This Week’s Beer News (January 6–11, 2014)

St_Josephs_Abbey,_Spencer_MA

St. Joseph’s Abbey, Spencer, Massachusetts. Home of the Spencer brewery, the first Trappist brewery in the US. (Photo by John Phelan, via Wikipedia, under Creation Commons license.)

The United States is poised to get its first Trappist brewery. The brothers at St. Joseph’s abbey in Spencer, Massachusetts are brewing and Spencer Trappist Ale and is due out this week. Meanwhile, in Iceland, a brewery is coming under fire for releasing a beer brewed with whale meat.

Lists

If you’re travelling soon, check out Draft Magazine’s list of the 2014’s 100 best beer bars. If a new beer you liked debuted in 2013, vote for it in the online poll at The Full Pint website. If you know someone with celiacs disease, Thrillist claims to have found some gluten-free beers “that don’t suck.”

 

Business

Is the craft beer industry becoming more competitive,? An article in Time argues that it is. Are the big guys losing their loyal customers? The Globe and Mail, in an article posted this week, thinks so.

 

Free Stuff

The Journal of Brewing History posted an archive of Michael Jackson articles, free for anyone to download.

 

Homebrew Competition News

The AHA released the following news about registering for this year’s National Homebrew Competition. There will be an open registration in which brewers can submit up to 6 beers and designate a site they’d like to ship them to. Then the AHA will decide who’s beers go where (and how many — you aren’t guaranteed that all the beers you want to submit will be accepted). The move is designed to avoid the problems with last year’s contest. If you’re thinking about entering other local or regional competition, other BJCP-recognized contests can be found on the AHA’s website, as always.
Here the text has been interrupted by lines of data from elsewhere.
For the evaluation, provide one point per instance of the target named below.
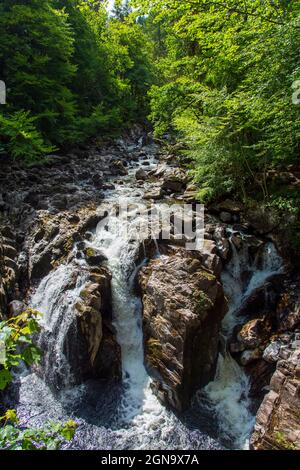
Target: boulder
(93, 256)
(141, 174)
(225, 217)
(255, 333)
(118, 168)
(155, 194)
(183, 306)
(278, 420)
(93, 311)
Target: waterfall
(109, 416)
(128, 415)
(228, 394)
(55, 298)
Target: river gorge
(147, 345)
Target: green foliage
(21, 139)
(15, 339)
(226, 75)
(50, 437)
(16, 346)
(71, 72)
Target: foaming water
(55, 298)
(108, 415)
(228, 394)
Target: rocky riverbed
(236, 286)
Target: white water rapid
(129, 416)
(228, 394)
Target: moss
(207, 275)
(89, 252)
(283, 442)
(203, 302)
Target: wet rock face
(93, 311)
(277, 420)
(183, 306)
(9, 269)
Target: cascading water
(228, 394)
(55, 298)
(129, 416)
(109, 416)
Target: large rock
(183, 306)
(278, 420)
(94, 318)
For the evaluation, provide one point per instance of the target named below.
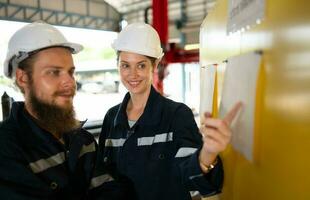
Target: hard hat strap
(16, 60)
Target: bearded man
(44, 151)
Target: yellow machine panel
(280, 169)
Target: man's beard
(53, 118)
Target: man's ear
(22, 78)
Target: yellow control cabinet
(281, 166)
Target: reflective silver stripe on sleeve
(44, 164)
(185, 151)
(114, 142)
(87, 149)
(164, 137)
(194, 194)
(99, 180)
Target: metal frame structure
(109, 19)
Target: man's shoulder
(8, 128)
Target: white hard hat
(32, 37)
(139, 38)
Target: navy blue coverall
(159, 154)
(35, 165)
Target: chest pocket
(160, 145)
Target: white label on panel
(207, 81)
(240, 85)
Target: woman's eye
(141, 66)
(54, 72)
(124, 66)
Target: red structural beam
(172, 53)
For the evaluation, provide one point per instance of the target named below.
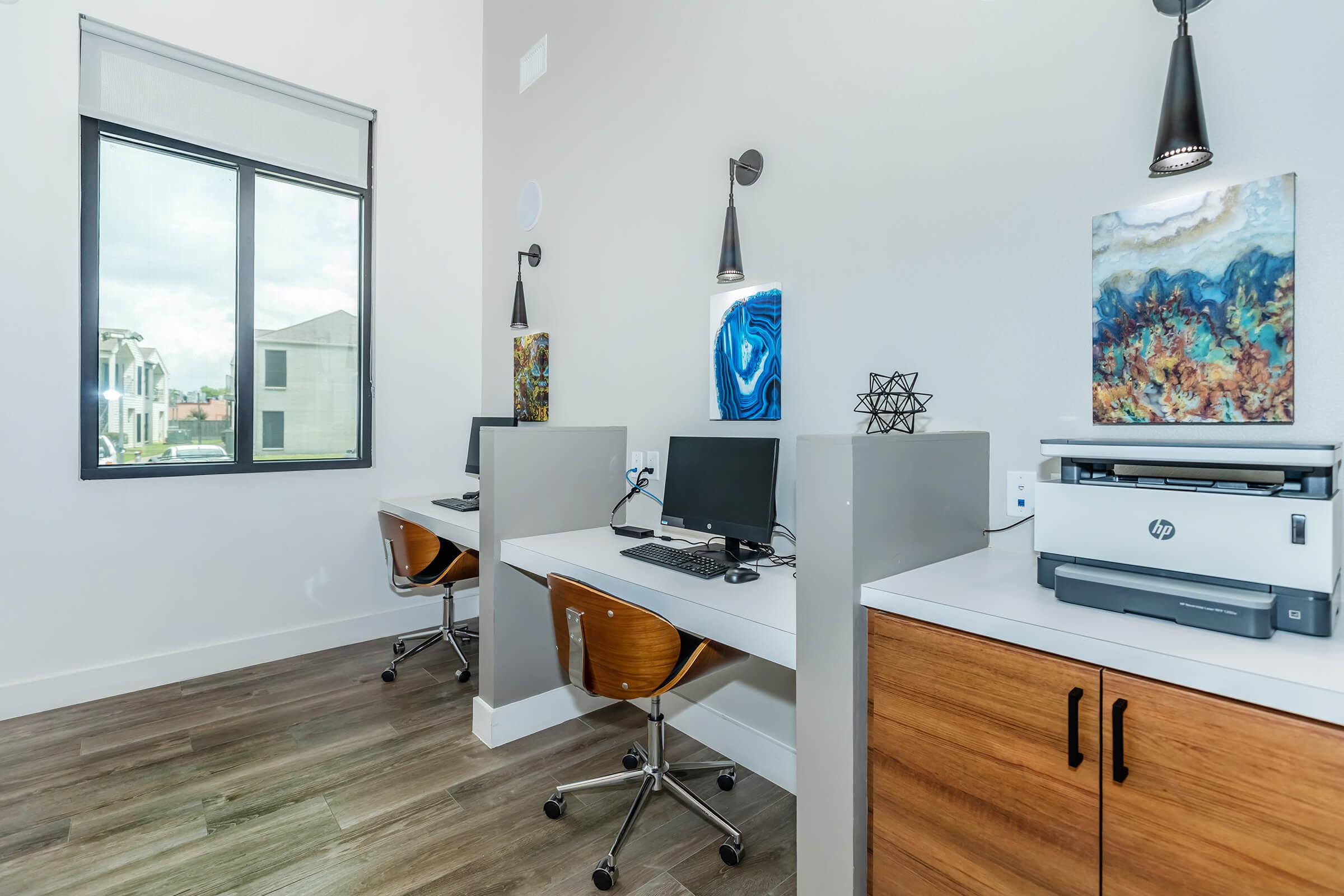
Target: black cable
(1010, 527)
(640, 481)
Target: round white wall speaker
(530, 204)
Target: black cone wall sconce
(1182, 136)
(534, 258)
(746, 171)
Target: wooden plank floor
(311, 776)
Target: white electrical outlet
(1022, 493)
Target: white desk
(461, 528)
(756, 617)
(993, 593)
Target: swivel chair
(420, 559)
(615, 649)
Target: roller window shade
(140, 82)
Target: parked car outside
(106, 452)
(193, 454)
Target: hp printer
(1238, 538)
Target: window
(273, 430)
(170, 276)
(227, 264)
(276, 368)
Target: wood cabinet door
(971, 787)
(1220, 799)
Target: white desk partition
(869, 507)
(534, 480)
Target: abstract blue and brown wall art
(1193, 308)
(533, 376)
(746, 382)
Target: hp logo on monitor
(1161, 530)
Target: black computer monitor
(474, 448)
(724, 487)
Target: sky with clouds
(169, 246)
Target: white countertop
(757, 617)
(993, 593)
(459, 527)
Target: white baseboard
(68, 688)
(774, 760)
(758, 752)
(498, 726)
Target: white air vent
(531, 65)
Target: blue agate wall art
(746, 381)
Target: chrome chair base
(654, 774)
(449, 631)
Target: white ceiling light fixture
(530, 204)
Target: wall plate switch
(1022, 493)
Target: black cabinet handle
(1119, 772)
(1074, 755)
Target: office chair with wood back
(615, 649)
(420, 559)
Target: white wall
(269, 564)
(931, 176)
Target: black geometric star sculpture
(892, 402)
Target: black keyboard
(460, 504)
(678, 559)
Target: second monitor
(474, 446)
(724, 487)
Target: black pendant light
(534, 258)
(746, 171)
(1182, 136)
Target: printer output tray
(1193, 604)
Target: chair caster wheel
(605, 876)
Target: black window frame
(246, 442)
(267, 371)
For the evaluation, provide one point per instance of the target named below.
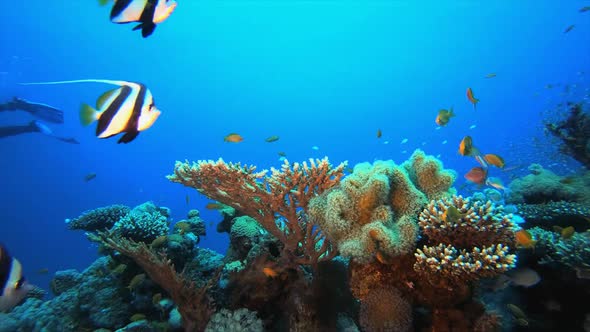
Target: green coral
(144, 223)
(374, 210)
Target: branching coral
(473, 244)
(275, 201)
(373, 212)
(193, 303)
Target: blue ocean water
(316, 73)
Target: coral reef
(372, 214)
(143, 223)
(543, 186)
(275, 201)
(574, 134)
(240, 320)
(98, 219)
(193, 303)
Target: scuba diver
(42, 111)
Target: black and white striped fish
(128, 109)
(147, 13)
(13, 286)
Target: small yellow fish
(233, 138)
(471, 98)
(524, 239)
(444, 117)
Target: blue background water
(316, 73)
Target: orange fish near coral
(444, 117)
(269, 272)
(524, 239)
(494, 159)
(466, 146)
(471, 98)
(233, 138)
(477, 175)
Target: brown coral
(274, 201)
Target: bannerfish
(13, 285)
(147, 13)
(128, 109)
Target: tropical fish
(233, 138)
(477, 175)
(524, 239)
(495, 182)
(444, 117)
(269, 272)
(495, 160)
(271, 139)
(13, 285)
(466, 147)
(89, 177)
(214, 206)
(128, 109)
(147, 13)
(471, 98)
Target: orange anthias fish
(496, 183)
(466, 147)
(471, 98)
(494, 159)
(477, 175)
(524, 239)
(444, 117)
(233, 138)
(269, 272)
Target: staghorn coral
(98, 219)
(385, 309)
(193, 303)
(474, 246)
(373, 211)
(275, 201)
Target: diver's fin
(128, 137)
(87, 114)
(89, 80)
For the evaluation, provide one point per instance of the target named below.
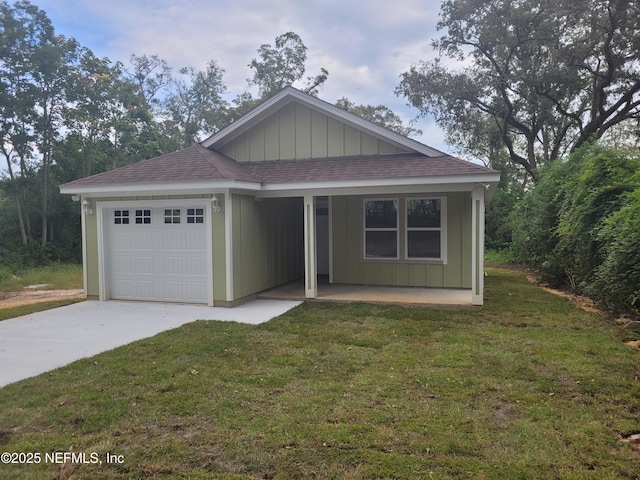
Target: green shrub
(590, 198)
(617, 280)
(580, 225)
Finally, hopefully this contest, the Upper Mississippi Mashout — which this year is raising money for a homebrewer with brain cancer — will receive a lot of entries. Entries are due this week. 

BWJlogo

 

 

Comments

  1. Apparently the health people shut the whale beer down (before I got a chance to taste it!). Also, I don’t think it was whale meat, but rather collagen or something. Also, how cool is brewing a beer made of whale?

    • Chris Colby says:

      If it tasted good (and the whale species wasn’t endangered or threatened), I’d try it. (Come to think of it, I’m of Scandinavian descent. I’d try it even it didn’t taste good.)

  2. The whales that are hunted are plentiful and threaten Iceland’s fish stocks.

    I’m pretty sure the beer wasn’t that great, though. Marketing ploy, not great beer.